Assessment of Individual Radiosensitivity in Breast Cancer Patients Using a Combination of Biomolecular Markers

Biomedicines 2023, 11(4), 1122; https://doi.org/10.3390/biomedicines11041122
by Matus Durdik 1,*,†, Eva Markova 1,†, Pavol Kosik 1, Katarina Vigasova 1, Sachin Gulati 1, Lukas Jakl 1, Katarina Vrobelova 1, Marta Fekete 2, Ingrid Zavacka 2, Margita Pobijakova 2, Zuzana Dolinska 2 and Igor Belyaev 1
Reviewer 1: Anonymous
Reviewer 2: Anonymous
Biomedicines 2023, 11(4), 1122; https://doi.org/10.3390/biomedicines11041122
Submission received: 28 February 2023 / Revised: 31 March 2023 / Accepted: 5 April 2023 / Published: 7 April 2023
(This article belongs to the Section Cancer Biology and Oncology)

Round 1

Reviewer 1 Report

Authors:  Matus Durdik, Eva Markova, Pavol Kosik, et al.  

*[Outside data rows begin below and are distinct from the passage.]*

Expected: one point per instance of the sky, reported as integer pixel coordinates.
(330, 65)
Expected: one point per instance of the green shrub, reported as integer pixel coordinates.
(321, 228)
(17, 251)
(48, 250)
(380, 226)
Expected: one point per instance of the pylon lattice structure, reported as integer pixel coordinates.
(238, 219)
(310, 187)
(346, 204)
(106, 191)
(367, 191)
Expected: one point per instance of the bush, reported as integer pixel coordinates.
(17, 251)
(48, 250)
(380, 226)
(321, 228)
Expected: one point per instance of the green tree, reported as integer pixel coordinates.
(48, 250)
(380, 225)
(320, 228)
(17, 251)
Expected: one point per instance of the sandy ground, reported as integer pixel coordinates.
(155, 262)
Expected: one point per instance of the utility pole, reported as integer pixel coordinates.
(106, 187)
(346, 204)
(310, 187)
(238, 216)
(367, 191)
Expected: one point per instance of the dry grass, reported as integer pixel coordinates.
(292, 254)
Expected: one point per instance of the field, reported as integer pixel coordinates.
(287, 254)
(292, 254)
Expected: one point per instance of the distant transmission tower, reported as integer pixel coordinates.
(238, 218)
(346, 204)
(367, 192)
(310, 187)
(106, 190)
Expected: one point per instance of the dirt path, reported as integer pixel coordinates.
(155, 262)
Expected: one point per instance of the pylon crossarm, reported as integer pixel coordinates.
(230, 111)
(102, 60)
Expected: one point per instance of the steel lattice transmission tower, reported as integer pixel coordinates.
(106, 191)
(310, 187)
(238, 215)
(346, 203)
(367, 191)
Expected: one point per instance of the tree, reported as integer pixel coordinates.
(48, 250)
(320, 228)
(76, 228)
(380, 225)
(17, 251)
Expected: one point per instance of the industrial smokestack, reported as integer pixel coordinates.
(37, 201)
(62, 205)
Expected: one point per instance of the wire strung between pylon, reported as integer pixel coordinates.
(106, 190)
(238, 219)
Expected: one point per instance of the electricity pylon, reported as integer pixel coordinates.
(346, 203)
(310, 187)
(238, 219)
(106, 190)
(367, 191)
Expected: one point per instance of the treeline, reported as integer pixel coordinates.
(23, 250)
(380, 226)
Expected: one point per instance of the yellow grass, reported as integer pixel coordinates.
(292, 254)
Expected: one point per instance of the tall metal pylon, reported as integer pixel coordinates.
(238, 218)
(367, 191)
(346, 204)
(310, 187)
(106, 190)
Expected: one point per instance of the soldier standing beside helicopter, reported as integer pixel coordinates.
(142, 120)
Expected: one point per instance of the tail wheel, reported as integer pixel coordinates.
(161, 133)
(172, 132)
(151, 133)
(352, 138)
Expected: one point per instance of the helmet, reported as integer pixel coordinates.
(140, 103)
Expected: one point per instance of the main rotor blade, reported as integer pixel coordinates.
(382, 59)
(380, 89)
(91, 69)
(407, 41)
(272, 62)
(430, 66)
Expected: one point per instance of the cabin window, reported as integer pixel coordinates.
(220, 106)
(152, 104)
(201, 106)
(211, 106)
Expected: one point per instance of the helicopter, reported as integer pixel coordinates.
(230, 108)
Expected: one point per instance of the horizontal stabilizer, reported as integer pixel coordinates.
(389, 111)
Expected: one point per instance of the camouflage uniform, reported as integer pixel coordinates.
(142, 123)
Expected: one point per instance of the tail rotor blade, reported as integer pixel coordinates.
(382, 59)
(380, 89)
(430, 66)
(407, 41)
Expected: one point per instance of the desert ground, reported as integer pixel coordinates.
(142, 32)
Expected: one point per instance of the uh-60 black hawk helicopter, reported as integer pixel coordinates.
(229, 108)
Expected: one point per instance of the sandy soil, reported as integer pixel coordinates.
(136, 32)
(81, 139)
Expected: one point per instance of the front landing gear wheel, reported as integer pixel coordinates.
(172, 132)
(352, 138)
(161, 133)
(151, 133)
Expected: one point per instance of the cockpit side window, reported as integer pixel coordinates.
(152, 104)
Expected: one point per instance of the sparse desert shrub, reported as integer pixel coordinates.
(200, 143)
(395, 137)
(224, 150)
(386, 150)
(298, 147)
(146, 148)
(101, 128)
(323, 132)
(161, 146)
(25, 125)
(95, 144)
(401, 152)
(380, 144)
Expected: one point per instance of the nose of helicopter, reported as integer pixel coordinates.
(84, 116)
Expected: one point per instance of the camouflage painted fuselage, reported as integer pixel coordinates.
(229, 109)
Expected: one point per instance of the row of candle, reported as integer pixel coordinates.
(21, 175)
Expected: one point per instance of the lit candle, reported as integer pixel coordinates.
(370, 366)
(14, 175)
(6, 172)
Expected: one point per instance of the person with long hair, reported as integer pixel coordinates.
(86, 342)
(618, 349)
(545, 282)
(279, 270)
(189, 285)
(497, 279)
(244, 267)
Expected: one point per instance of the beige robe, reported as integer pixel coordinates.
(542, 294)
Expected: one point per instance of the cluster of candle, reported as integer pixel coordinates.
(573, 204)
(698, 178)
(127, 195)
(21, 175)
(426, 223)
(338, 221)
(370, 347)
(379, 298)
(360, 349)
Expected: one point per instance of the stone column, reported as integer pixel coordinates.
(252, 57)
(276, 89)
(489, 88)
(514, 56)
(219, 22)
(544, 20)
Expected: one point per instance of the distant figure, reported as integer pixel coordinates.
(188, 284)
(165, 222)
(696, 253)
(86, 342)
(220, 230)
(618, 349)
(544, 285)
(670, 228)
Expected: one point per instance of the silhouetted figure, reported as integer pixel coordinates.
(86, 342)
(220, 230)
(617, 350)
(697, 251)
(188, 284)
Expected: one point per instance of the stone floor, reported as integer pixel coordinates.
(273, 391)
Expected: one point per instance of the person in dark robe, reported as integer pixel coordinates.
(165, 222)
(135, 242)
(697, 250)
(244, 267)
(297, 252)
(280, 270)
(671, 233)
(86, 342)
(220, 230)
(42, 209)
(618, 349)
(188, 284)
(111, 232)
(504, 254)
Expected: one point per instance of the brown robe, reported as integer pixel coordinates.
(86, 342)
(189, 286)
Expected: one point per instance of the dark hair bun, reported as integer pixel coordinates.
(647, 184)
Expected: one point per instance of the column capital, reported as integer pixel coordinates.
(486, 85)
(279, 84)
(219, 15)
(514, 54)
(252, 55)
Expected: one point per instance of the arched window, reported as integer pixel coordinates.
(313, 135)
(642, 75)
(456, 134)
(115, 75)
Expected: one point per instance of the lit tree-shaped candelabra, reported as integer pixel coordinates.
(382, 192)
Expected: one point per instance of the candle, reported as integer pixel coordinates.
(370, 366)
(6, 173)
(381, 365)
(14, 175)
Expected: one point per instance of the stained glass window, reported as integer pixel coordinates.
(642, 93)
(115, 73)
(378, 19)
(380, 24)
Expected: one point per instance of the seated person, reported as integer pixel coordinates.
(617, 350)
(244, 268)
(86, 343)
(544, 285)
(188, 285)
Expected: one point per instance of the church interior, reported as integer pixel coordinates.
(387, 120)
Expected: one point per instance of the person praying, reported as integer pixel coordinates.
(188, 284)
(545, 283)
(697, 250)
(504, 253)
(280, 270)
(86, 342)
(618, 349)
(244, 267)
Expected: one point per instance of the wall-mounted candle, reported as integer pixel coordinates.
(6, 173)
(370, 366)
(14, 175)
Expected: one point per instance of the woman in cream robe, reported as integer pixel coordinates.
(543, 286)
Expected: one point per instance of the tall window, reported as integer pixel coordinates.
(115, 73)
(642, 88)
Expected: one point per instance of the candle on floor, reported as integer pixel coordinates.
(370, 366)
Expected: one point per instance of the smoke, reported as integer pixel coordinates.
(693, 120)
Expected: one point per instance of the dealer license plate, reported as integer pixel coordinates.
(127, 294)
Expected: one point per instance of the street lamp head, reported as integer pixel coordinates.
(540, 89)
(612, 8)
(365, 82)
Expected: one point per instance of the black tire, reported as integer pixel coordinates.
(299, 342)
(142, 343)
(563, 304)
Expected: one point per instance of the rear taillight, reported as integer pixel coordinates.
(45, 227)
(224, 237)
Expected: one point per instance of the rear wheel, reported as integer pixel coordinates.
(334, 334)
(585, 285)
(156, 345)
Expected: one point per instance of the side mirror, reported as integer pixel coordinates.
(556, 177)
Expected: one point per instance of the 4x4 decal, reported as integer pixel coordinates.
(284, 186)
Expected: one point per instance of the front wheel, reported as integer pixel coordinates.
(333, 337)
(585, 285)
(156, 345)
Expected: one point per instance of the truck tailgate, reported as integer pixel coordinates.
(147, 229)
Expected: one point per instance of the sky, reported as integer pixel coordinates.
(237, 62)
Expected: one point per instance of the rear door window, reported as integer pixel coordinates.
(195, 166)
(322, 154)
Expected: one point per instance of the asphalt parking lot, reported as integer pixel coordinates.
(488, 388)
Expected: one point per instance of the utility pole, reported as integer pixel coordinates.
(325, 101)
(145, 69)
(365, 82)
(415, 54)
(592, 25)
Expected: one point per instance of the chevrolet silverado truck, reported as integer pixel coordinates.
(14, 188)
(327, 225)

Title:  Assessment of individual radiosensitivity in breast cancer patients using combination of biomolecular markers 

COMMENTS: 

The Authors compared certain events/consequences in the radiation response of lymphocytes from peripheral blood of breast cancer patients with normal or elevated radiosensitivity. It seems that the Authors aimed at revealing some specific differences that would be used as predictive markers of the higher radiosensitivity in normal tissues of patients with breast cancer. Basing on their results obtained, the Authors only sugest that γH2AX/53BP1 foci and micronuclei (MN) may be considered as potential biomarkers of individual radiosensitivity. 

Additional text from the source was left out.